Now imagine that this device is also laced with sensors that can track your moods, whereabouts, contacts, and your health.
This is the reality of smartphones and laptops; they are two way mirrors. Not so different from the television in 1984 where the TV watches you watching it, your smartphone, through various apps and websites, is collecting every word you type in private texts and Google searches. It is accessing your cameras and microphone and assessing your mood and reactions to various stimuli.

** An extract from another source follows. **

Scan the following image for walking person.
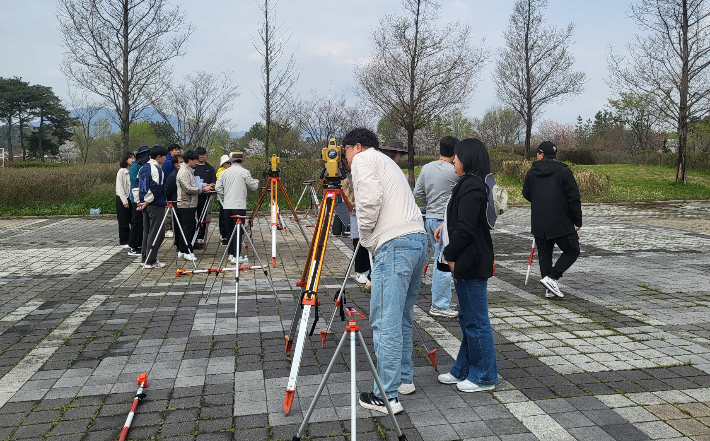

Through your smartphone, third parties collect information on where you go, even when you have your ¨location¨ turned off, what shops and restaruants you go to, what you eat, how often others text you, if you return phone calls, your financial stability, and so on.
After collecting the data, third parties process it through machine learning algorithms, turning it into thousands of data points, and creating in-depth profiles about each individual that can be purchased by potential employers, landlords, lenders, and of course, in a world where corporations and government not only share close ties but where the latter funds the former and their interests become indistinguishable, this data and the conclusions about behaviors, personalities and trends gleaned from it are easily accessed by governments and their corresponding intelligence agencies.
As Shoshana Zuboff documents in her book Surveillance Capitalism, the nascent Internet of Things (think a smart coffee maker that also has a mic and camera, and tracks every time you make coffee; a smart heating system that can also track your movements in your home, etc, all sold to consumers under the guise of technological progress and convenience), which aims to become ubiquitous, where our physical reality is lined with sensors that gather all sorts of data about us and our environment, is the logical extension of the smartphone.
This is the real reason for the US´ banning of Huawei, which is competing with American telecommunications companies for control of 5G networks across the globe. The IoT capabilities enabled by 5G will provide unprecedented, fertile ground for the capture and commodification of data.
Yes, this data is used for marketing on a mass scale, and it is by this logic that companies legitimize its collection; however it is only logical that the same information would be used to track and stifle dissent.
The intelligence community´s relationship with private contractors is extensive, not only for gleaning behavioral data about individuals through companies such as Google. We know about their relationship through leaks by the likes of Edward Snowden and the less well-known case of Jeremy Hammond. Since the early 2000s, private contractors such as Stratfor specifically have specifically targeted activists such as those involved in Occupy, those seeking reparations for environmental disasters, and even monitor PETA activists on behalf of major industry players such as Dow Chemical and Coca-Cola, with the stated intent to influence our behavior.
Our smartphones not only collect data about us. In a world where we spend increasing amounts of our time online, they actively shape our realities. According to these same inputs, based on the behavioral data collected, apps and the Internet can be used to shape your experience, controlling what you see, your search results and your newsfeed based not only on what you want to see, but on what it wants you to see.
In this way our smartphones are so much more than a two-way mirror of 1984. The television is not only watching you watching it; Big Brother is controlling what you watch, changing the channel without you noticing.
1984 has come and passed; our reality is much more sinister.